Seminar Announcement

Training Acceleration for Distributed Machine Learning Applications at Scale: A Network-Centric Approach.

  • Speaker: Dr. Yonggang Wen
  • Nanyang Technological University (NTU), School of Computer Science and Engineering (SCSE)
  • Date: Friday, August 24, 2018
  • Time: 1:00pm - 2:00pm
  • Location: Room T3 (NVC)

Abstract

Distributed machine-learning (ML) applications play an important role in fueling the emerging artificial intelligence revolution. In this context, the parameter server (PS) framework is widely used to train models at scale in modern ML systems, such as Petuum, MxNet, TensorFlow and Factorbird. It tackles the big-data problem by having worker nodes perform data-parallel computation, and server nodes maintain globally shared parameters. However, when training models of large size, worker nodes frequently pull parameters from server nodes and push updates to server nodes, often resulting in high communication overhead. Our investigations show that modern distributed ML applications could spend up to 5 times more time on communication than computation. To address this problem, we propose an optimized communication layer for the PS framework, called as Parameter Flow (PF). The PS employs a Swiss-army-knife approach by staking three complementary techniques. First, we introduce an update-centric communication (UCC) model to exchange data between worker/server nodes via two operations: broadcast and push. Second, we develop a dynamic value-bounded filter (DVF) to reduce network traffic by selectively dropping updates before transmission. Third, we design a tree-based streaming broadcasting (TSB) system to efficiently broadcast aggregated updates among worker nodes. Our proposed PF can significantly reduce network traffic and communication time. Extensive performance evaluations have showed that PF can speed up popular distributed ML applications by a factor of up to 4.3 in a dedicated cluster, and up to 8.2 in a shared cluster, compared to a generic PS system without PF. The PF framework has been used by a few industry partners.

Speaker's Biography

Dr.
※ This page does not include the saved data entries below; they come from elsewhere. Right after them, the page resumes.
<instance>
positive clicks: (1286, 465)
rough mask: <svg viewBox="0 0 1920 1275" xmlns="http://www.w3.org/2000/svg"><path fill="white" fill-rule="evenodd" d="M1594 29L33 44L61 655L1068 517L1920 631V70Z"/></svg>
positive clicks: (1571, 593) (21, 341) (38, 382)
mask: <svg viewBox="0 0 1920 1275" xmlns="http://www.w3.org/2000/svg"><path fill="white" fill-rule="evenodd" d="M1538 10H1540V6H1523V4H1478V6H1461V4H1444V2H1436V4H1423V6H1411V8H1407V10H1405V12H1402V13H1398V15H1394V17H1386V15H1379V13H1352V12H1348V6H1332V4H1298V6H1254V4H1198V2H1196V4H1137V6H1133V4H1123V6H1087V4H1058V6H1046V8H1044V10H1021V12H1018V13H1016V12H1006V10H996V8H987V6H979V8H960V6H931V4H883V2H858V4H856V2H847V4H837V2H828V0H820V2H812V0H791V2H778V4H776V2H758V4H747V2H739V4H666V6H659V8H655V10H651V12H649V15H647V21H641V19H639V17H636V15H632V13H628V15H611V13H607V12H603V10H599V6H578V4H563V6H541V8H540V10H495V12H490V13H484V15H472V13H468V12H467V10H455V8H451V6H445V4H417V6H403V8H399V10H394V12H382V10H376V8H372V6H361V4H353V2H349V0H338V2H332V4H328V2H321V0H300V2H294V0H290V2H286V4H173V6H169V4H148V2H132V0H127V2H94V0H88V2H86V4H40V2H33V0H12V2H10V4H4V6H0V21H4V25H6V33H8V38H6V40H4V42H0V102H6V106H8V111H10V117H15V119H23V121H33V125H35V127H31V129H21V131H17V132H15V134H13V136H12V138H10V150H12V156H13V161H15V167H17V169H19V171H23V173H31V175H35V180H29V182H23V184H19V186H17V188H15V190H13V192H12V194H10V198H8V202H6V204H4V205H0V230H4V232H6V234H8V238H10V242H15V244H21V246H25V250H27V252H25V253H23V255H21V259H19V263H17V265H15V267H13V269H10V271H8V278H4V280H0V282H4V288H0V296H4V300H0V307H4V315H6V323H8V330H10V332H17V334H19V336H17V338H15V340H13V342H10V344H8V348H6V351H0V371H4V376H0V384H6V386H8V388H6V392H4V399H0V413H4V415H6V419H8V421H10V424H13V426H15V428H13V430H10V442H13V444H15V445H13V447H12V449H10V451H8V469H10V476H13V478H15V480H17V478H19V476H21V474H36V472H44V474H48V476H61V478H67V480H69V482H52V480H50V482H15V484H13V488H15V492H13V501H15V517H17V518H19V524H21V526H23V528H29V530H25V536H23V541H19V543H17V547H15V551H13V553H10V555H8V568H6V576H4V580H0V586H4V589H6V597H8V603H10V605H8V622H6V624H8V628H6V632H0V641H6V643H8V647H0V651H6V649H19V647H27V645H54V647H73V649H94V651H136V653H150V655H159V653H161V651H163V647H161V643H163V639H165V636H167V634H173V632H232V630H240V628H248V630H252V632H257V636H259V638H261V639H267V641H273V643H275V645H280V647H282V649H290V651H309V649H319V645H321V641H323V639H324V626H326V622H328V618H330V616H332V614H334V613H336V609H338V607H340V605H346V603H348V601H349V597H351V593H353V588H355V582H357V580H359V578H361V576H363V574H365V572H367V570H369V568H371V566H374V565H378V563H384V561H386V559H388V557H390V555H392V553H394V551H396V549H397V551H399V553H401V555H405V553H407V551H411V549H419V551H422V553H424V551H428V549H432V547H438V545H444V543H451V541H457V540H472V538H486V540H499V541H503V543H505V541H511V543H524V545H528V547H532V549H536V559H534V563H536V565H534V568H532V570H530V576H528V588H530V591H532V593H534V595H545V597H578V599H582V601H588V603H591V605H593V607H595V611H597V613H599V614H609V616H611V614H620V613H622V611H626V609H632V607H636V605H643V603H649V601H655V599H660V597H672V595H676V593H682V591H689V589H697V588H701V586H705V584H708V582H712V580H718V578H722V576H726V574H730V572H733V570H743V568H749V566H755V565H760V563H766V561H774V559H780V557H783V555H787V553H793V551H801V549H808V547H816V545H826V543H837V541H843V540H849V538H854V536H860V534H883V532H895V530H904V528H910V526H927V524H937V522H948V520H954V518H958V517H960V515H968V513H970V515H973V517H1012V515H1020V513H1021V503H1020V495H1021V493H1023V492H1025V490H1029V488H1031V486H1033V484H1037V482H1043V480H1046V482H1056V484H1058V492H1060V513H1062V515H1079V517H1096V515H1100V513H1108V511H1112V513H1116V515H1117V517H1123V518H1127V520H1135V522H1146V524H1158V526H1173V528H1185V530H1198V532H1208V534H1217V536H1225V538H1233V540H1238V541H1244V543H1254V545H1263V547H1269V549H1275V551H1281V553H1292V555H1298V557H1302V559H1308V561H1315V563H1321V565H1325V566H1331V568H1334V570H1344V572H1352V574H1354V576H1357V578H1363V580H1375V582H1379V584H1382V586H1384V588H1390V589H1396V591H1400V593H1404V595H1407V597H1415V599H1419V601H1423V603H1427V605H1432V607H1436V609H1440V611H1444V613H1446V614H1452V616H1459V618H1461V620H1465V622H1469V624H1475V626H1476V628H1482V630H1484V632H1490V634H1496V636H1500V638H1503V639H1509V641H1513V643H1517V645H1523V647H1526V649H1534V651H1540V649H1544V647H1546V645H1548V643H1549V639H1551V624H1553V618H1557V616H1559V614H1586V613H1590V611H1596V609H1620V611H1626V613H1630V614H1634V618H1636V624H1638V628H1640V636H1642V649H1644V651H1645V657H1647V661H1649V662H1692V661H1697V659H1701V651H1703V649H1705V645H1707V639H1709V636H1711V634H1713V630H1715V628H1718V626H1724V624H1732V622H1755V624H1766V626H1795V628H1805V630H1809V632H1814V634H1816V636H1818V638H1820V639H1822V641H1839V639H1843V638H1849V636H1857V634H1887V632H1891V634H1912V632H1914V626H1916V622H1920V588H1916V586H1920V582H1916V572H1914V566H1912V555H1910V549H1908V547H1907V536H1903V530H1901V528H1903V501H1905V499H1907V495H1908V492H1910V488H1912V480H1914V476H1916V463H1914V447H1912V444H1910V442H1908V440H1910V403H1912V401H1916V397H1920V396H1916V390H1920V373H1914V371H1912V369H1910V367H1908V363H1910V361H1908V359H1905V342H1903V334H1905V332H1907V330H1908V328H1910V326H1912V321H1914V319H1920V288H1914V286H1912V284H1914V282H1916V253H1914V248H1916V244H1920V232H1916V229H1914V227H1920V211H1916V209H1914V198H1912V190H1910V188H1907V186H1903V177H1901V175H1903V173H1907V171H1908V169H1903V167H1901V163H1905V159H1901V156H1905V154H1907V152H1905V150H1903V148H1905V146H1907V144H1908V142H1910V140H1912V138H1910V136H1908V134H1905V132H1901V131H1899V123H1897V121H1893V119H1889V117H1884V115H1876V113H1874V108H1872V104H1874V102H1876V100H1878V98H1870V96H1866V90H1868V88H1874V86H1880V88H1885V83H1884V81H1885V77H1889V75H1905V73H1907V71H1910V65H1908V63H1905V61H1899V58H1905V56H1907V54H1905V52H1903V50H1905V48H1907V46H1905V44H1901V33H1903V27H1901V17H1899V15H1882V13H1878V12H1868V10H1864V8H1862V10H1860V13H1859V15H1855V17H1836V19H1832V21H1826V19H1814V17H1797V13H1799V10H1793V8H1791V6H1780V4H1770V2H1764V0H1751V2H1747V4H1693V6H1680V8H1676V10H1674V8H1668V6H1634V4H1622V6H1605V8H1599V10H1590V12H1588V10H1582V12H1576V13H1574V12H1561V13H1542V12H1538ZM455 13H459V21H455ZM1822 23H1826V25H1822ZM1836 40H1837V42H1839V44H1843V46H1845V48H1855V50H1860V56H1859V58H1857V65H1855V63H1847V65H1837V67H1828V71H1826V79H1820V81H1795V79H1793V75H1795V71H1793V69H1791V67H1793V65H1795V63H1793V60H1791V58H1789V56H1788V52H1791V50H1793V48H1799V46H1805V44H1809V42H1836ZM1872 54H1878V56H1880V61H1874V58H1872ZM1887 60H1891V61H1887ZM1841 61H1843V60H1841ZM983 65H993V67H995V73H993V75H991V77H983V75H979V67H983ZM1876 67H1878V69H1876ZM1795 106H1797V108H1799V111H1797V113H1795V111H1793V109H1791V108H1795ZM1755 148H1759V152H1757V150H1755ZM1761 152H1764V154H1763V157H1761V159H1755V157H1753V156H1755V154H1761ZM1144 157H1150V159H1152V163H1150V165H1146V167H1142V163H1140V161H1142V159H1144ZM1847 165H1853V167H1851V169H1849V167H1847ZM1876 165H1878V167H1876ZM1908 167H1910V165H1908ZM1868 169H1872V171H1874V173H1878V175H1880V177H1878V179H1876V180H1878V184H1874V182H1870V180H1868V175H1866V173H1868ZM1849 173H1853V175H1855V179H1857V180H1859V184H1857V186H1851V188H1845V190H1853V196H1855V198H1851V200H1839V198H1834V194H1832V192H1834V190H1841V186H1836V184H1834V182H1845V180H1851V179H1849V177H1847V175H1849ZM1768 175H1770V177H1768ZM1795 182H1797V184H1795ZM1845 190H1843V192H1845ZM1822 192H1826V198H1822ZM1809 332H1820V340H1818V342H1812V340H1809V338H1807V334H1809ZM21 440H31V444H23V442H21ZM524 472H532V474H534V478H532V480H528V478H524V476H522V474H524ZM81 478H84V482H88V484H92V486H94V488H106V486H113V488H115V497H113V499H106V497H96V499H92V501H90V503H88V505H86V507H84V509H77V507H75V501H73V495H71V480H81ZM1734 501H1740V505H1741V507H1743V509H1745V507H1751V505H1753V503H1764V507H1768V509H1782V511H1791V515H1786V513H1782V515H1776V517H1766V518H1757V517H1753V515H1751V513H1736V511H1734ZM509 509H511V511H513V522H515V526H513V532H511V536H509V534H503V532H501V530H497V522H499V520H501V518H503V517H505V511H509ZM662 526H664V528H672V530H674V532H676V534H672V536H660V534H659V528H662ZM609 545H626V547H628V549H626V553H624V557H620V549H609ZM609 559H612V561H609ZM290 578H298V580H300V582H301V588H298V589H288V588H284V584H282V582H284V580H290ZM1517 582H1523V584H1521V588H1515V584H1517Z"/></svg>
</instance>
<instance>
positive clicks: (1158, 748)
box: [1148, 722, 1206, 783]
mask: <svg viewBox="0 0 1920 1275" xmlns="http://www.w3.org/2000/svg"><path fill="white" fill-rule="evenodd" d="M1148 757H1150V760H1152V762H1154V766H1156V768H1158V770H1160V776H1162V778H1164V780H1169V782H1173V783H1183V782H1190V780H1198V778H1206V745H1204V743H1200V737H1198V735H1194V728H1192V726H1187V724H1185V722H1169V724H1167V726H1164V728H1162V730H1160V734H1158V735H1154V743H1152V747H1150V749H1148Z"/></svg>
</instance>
Yonggang Wen is an associate professor with School of Computer Science and Engineering (SCSE) at Nanyang Technological University (NTU), Singapore. He is the Associate Dean (Research) at College of Engineering (CoE) and the Acting Director of Nanyang Technopreneurship Centre (NTC) at NTU. He received his PhD degree in Electrical Engineering and Computer Science (minor in Western Literature) from Massachusetts Institute of Technology (MIT), Cambridge, USA, in 2008. Previously he has worked in Cisco to lead product development in content delivery network, which had a revenue impact of 3 Billion US dollars globally. Dr. Wen has published over 180 papers in top journals and prestigious conferences. His systems research has gained global recognitions. His work in Multi-Screen Cloud Social TV has been featured by global media (more than 1600 news articles from over 29 countries) and received ASEAN ICT Award 2013 (Gold Medal). His work on Cloud3DView for Data Centre Life-Cycle Management, as the only academia entry, has won the 2015 Data Centre Dynamics Awards - APAC (the 'Oscar' award of data centre industry) and 2016 ASEAN ICT Awards (Gold Medal). He is the winner of 2017 Nanyang Award for Innovation and Entrepreneurship, the highest recognition at NTU. He is a co-recipient of Best Paper Awards at 2016 IEEE Globecom, 2016 IEEE Infocom MuSIC Workshop, 2015 EAI Chinacom, 2014 IEEE WCSP, 2013 IEEE Globecom and 2012 IEEE EUC, and a co-recipient of 2015 IEEE Multimedia Best Paper Award. He serves on editorial boards for IEEE Communications Survey & Tutorials, IEEE Transactions on Multimedia, IEEE Transactions on Circuits and Systems for Video Technology, IEEE Wireless Communication, IEEE Transactions on Signal and Information Processing over Networks, IEEE Access Journal and Elsevier Ad Hoc Networks, and was elected as the Chair for IEEE ComSoc Multimedia Communication Technical Committee (2014-2016). His research interests include artificial intelligence, blockchain, cloud computing, green data center, big data analytics, multimedia network and mobile computing.